Moreland reportedly went missing on March 29, 2016, from his grandparents’ residence in Monterey.

One month later, human remains were found in a bayou off of Peale Cross Road in Monterey by Moreland’s grandfather Rufus “Buddy” Tiffee and father Stephen Moreland. The human remains were later confirmed to be Duell Moreland’s.

Earlier reports said Tiffee found his grandson’s body — mostly skeletal remains — after he received a tip from a family friend and organized a search.

A few weeks after the discovery of the body, Concordia Parish Sheriff’s Office investigators charged Moreland’s distant cousin, Hartwell Layne Tiffee, 37, of Monterey with second-degree murder in the case, but later the parish grand jury filed a No True Bill in the case and Hartwell Tiffee was released.
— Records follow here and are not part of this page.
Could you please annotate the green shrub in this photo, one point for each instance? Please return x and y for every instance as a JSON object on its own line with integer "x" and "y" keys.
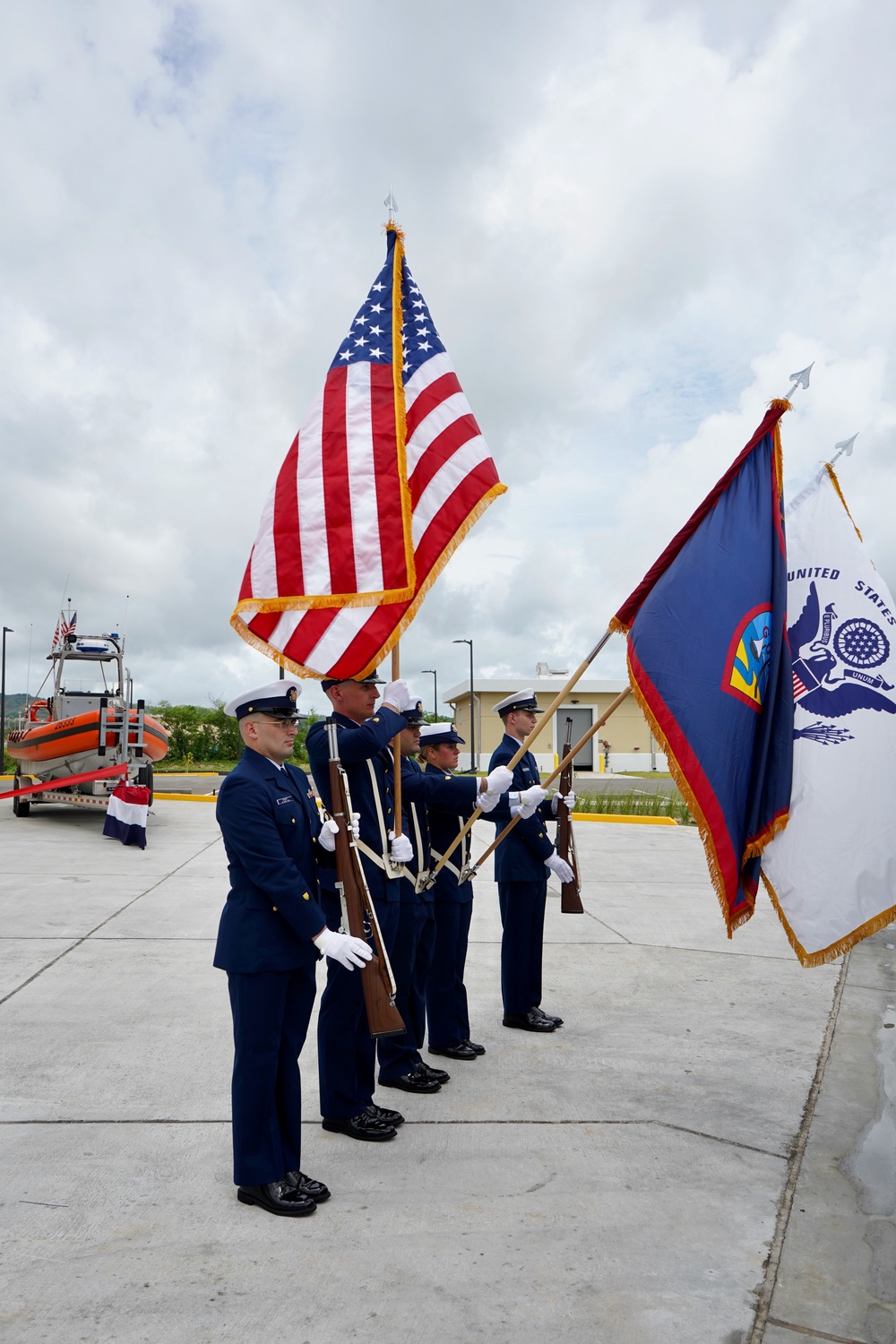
{"x": 635, "y": 803}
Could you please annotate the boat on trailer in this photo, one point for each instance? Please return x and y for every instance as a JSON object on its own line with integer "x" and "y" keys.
{"x": 86, "y": 722}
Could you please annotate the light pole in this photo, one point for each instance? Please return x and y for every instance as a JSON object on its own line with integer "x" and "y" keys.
{"x": 473, "y": 761}
{"x": 435, "y": 688}
{"x": 3, "y": 698}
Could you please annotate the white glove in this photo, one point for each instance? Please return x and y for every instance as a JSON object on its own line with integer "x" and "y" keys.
{"x": 349, "y": 952}
{"x": 398, "y": 695}
{"x": 497, "y": 781}
{"x": 560, "y": 868}
{"x": 401, "y": 847}
{"x": 530, "y": 800}
{"x": 328, "y": 835}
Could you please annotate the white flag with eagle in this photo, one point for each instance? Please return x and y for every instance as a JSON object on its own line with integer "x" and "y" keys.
{"x": 831, "y": 874}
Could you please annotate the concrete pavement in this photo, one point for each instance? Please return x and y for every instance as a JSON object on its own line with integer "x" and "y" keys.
{"x": 707, "y": 1105}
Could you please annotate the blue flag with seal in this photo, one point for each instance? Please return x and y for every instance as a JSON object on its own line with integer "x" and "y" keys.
{"x": 710, "y": 664}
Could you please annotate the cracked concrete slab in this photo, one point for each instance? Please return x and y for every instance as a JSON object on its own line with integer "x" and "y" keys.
{"x": 616, "y": 1183}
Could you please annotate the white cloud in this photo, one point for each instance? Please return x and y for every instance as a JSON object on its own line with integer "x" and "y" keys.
{"x": 630, "y": 225}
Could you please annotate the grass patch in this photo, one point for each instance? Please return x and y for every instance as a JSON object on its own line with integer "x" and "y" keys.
{"x": 635, "y": 803}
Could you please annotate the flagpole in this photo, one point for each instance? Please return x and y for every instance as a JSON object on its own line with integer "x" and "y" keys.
{"x": 799, "y": 379}
{"x": 842, "y": 449}
{"x": 571, "y": 753}
{"x": 557, "y": 701}
{"x": 397, "y": 750}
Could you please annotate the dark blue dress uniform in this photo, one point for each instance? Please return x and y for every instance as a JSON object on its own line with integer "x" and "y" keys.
{"x": 446, "y": 1007}
{"x": 522, "y": 886}
{"x": 271, "y": 823}
{"x": 346, "y": 1050}
{"x": 417, "y": 927}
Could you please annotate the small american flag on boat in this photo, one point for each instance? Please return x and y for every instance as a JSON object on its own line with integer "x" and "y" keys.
{"x": 65, "y": 626}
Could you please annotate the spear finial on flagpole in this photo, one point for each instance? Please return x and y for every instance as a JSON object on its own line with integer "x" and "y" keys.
{"x": 799, "y": 379}
{"x": 842, "y": 449}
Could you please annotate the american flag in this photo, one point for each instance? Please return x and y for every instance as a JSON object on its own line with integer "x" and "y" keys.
{"x": 382, "y": 483}
{"x": 65, "y": 626}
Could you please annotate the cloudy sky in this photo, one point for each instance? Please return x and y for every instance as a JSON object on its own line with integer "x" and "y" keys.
{"x": 630, "y": 222}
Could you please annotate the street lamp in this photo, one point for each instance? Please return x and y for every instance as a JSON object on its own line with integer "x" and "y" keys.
{"x": 435, "y": 688}
{"x": 3, "y": 696}
{"x": 473, "y": 758}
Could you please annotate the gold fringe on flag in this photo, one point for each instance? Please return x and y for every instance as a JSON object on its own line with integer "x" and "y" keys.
{"x": 837, "y": 949}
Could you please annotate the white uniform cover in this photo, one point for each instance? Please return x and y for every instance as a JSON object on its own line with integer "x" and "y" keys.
{"x": 831, "y": 873}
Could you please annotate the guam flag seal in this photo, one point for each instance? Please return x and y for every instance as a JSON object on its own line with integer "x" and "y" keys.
{"x": 710, "y": 664}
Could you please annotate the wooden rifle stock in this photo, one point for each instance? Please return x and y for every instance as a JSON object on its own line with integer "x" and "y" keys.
{"x": 359, "y": 917}
{"x": 570, "y": 892}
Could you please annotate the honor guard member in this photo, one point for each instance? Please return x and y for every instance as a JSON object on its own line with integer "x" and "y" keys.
{"x": 269, "y": 941}
{"x": 446, "y": 1007}
{"x": 401, "y": 1061}
{"x": 520, "y": 870}
{"x": 346, "y": 1050}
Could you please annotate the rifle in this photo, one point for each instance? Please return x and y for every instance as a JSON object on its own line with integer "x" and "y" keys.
{"x": 359, "y": 916}
{"x": 570, "y": 897}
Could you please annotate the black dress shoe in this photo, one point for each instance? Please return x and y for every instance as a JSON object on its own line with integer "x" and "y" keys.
{"x": 441, "y": 1077}
{"x": 314, "y": 1190}
{"x": 416, "y": 1081}
{"x": 277, "y": 1196}
{"x": 386, "y": 1116}
{"x": 460, "y": 1051}
{"x": 530, "y": 1021}
{"x": 362, "y": 1126}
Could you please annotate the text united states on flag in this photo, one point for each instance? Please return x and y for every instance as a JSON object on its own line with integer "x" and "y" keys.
{"x": 382, "y": 483}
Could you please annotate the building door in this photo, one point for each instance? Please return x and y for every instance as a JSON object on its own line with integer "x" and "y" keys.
{"x": 582, "y": 720}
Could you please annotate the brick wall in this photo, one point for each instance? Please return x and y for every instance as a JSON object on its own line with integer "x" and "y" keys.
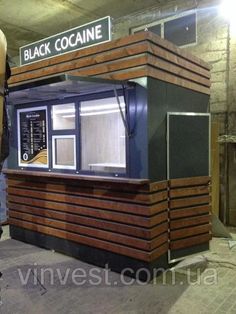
{"x": 216, "y": 44}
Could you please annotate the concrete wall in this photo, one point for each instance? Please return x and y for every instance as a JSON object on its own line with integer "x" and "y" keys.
{"x": 216, "y": 44}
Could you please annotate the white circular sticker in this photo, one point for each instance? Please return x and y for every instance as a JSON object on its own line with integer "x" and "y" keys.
{"x": 25, "y": 157}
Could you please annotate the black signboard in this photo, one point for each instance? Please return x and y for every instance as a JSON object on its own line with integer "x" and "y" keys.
{"x": 32, "y": 132}
{"x": 90, "y": 34}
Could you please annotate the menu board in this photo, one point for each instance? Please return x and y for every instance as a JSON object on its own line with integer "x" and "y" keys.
{"x": 32, "y": 141}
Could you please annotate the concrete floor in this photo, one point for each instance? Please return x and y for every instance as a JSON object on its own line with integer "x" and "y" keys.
{"x": 40, "y": 281}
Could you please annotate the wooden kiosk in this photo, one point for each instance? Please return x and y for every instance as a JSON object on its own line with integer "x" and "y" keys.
{"x": 110, "y": 153}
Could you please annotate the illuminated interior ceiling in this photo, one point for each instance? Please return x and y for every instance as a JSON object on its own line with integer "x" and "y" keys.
{"x": 60, "y": 87}
{"x": 26, "y": 21}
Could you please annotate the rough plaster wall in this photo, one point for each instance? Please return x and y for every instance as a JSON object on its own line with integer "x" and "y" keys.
{"x": 212, "y": 47}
The grand jury case was convened by the Louisiana Attorney General’s office after District Attorney Brad Burget and Seventh Judicial District Judges Kathy Johnson and John Reeves were recused from the case because Hartwell Tiffee’s father, Thomas “Red” Tiffee, is a member of the Concordia Parish Police Jury.

Kimberly Tiffee said she was one of the last people to ever speak to her son before his disappearance and believes a mob of people tortured and killed him in the woods.

More than a year after Moreland’s death, his family started offering a $30,000 reward for information that leads to an arrest and conviction of the person or persons involved the suspected homicide.